Meanwhile, the third quarter advance tax collection on 15 December 2011 will be crucial for the market as it will give indication about the December-end quarter results of India Inc.
In India there is a lot of concern about the lack of governance and poor accountability within the government. A consistently high inflation is the other concern. Today the problem for the Indian market is if FII flows don't start pouring in it could lead to depreciating rupee and lower exports and impact our ballooning fiscal deficit further. In an environment of high inflation and fiscal deficit, RBI doesn't seem to cut rates in a hurry.
The outcome of the EU summit despite being in line with market expectations, is not going to help the market in a bigger way. The EU consensus does not end the problem with the European Union and global economies. In the next 6 months, there are going to be elections in the leading European countries like Germany and France. The ruling Christian Democratic Union has faced defeat in all the six state elections in Germany until September 2011. This is probably an indication that Chancellor Angela Merkel has not been able to convince voters to accept the rescue plan for the Euro Zone.
The next federal elections in Germany are due in September 2013. At present, it looks like taking tough decisions may be difficult. Similarly the environment in the US also looks bleak. The US is still grappling with problems of low employment, lack of growth and no consensus to reduce spending levels and manage debt. The ability to keep debt at manageable levels is exacerbated by the need to replace or upgrade infrastructure that has been created almost 50 years ago. With the US Presidential elections scheduled in 2012, the task of announcing measures that make economic sense becomes even more difficult. In such a scenario, the crisis in the west has not yet reached its conclusion and thus uncertainty will continue to prevail in the global and domestic markets. Faced with uncertainty, the markets will remain fragile.

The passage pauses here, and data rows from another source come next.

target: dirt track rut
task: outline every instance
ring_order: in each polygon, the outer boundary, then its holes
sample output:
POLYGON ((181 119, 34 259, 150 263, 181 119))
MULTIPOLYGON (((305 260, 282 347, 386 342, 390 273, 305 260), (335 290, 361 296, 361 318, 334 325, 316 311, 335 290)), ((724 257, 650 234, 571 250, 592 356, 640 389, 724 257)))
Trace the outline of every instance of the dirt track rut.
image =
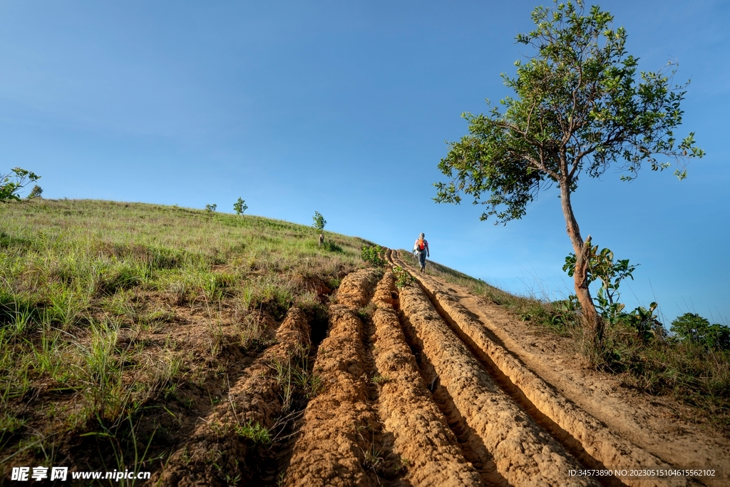
POLYGON ((293 307, 277 343, 231 386, 229 404, 204 419, 153 480, 214 485, 215 446, 227 467, 243 472, 243 485, 704 485, 569 476, 580 469, 669 462, 610 429, 527 367, 485 326, 479 310, 468 307, 470 298, 415 272, 397 253, 388 258, 410 268, 418 283, 399 291, 389 269, 347 275, 327 307, 327 336, 318 347, 310 344, 304 314, 293 307), (300 404, 298 419, 276 440, 266 457, 276 457, 276 464, 247 465, 262 457, 221 429, 280 424, 285 411, 272 364, 315 351, 311 373, 321 390, 300 404))
MULTIPOLYGON (((393 261, 412 268, 396 253, 393 261)), ((605 467, 669 467, 630 440, 610 431, 606 425, 560 394, 523 363, 506 350, 499 337, 455 297, 455 290, 439 280, 414 272, 420 286, 463 343, 484 365, 503 390, 523 410, 549 432, 586 468, 605 467)), ((606 485, 685 486, 703 485, 696 479, 604 479, 606 485), (608 480, 608 481, 607 481, 608 480)), ((708 485, 722 485, 712 481, 708 485)))

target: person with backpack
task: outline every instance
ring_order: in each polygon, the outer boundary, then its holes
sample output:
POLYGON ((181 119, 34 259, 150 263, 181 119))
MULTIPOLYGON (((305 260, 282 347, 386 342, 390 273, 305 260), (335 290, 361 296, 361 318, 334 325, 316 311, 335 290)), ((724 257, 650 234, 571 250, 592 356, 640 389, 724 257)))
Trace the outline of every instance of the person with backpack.
POLYGON ((421 272, 426 272, 426 258, 431 257, 431 253, 429 251, 429 241, 423 238, 426 235, 421 234, 416 239, 415 243, 413 244, 413 252, 418 257, 418 264, 420 264, 421 272))

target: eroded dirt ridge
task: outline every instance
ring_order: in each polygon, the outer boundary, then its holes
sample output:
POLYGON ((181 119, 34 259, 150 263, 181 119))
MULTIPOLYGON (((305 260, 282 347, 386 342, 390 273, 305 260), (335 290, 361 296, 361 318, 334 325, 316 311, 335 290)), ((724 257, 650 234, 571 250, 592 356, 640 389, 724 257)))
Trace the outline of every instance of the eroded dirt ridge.
POLYGON ((401 292, 401 309, 420 346, 466 424, 492 458, 489 480, 501 485, 593 486, 569 478, 580 464, 515 404, 445 325, 423 291, 401 292))
POLYGON ((380 385, 378 412, 393 436, 393 450, 412 486, 477 486, 481 480, 458 447, 441 411, 431 398, 406 343, 398 315, 395 278, 387 272, 378 283, 374 356, 380 385))
POLYGON ((368 402, 364 306, 377 280, 373 270, 342 280, 329 308, 329 332, 320 345, 314 371, 323 391, 307 406, 299 435, 281 477, 284 486, 378 485, 375 463, 377 415, 368 402))
POLYGON ((218 485, 221 469, 230 472, 231 478, 249 480, 247 474, 258 469, 245 463, 250 459, 249 443, 241 437, 241 429, 256 423, 266 429, 274 426, 287 404, 272 365, 301 360, 310 345, 310 332, 301 310, 291 308, 277 330, 276 345, 268 348, 231 385, 228 400, 201 418, 190 439, 170 456, 150 483, 218 485))
MULTIPOLYGON (((410 268, 393 253, 391 259, 410 268)), ((412 269, 412 268, 411 268, 412 269)), ((448 323, 503 390, 518 403, 581 464, 588 468, 668 467, 669 464, 630 440, 611 432, 604 423, 558 393, 501 344, 489 329, 454 296, 454 290, 428 275, 414 272, 439 315, 448 323)), ((606 485, 704 485, 696 479, 603 479, 606 485)), ((714 485, 710 482, 708 485, 714 485)), ((721 484, 717 484, 721 485, 721 484)))
POLYGON ((667 465, 531 370, 453 289, 414 275, 418 284, 400 292, 390 270, 347 275, 318 347, 292 307, 276 344, 200 418, 152 483, 223 485, 225 471, 238 485, 597 486, 569 470, 667 465), (288 369, 291 380, 296 364, 319 386, 293 405, 280 376, 288 369), (242 429, 252 425, 272 432, 273 444, 247 439, 242 429))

Meanwhile, high volatility has become a part of the Indian market and the Sensex swing between its intra-day high and low is close to 2 per cent. Until India specific issues are not adressed, particularly regarding opening investment windows, it is difficult for equity markets to witness a clear upmove. Satish Menon, executive director at Geojit BNP Paribas Financial Services, feels, "Though we aren't in a bear market, it is possible that due to external and internal concerns markets may continue to witness swings, maybe with a downward bias over the next 3-6 months."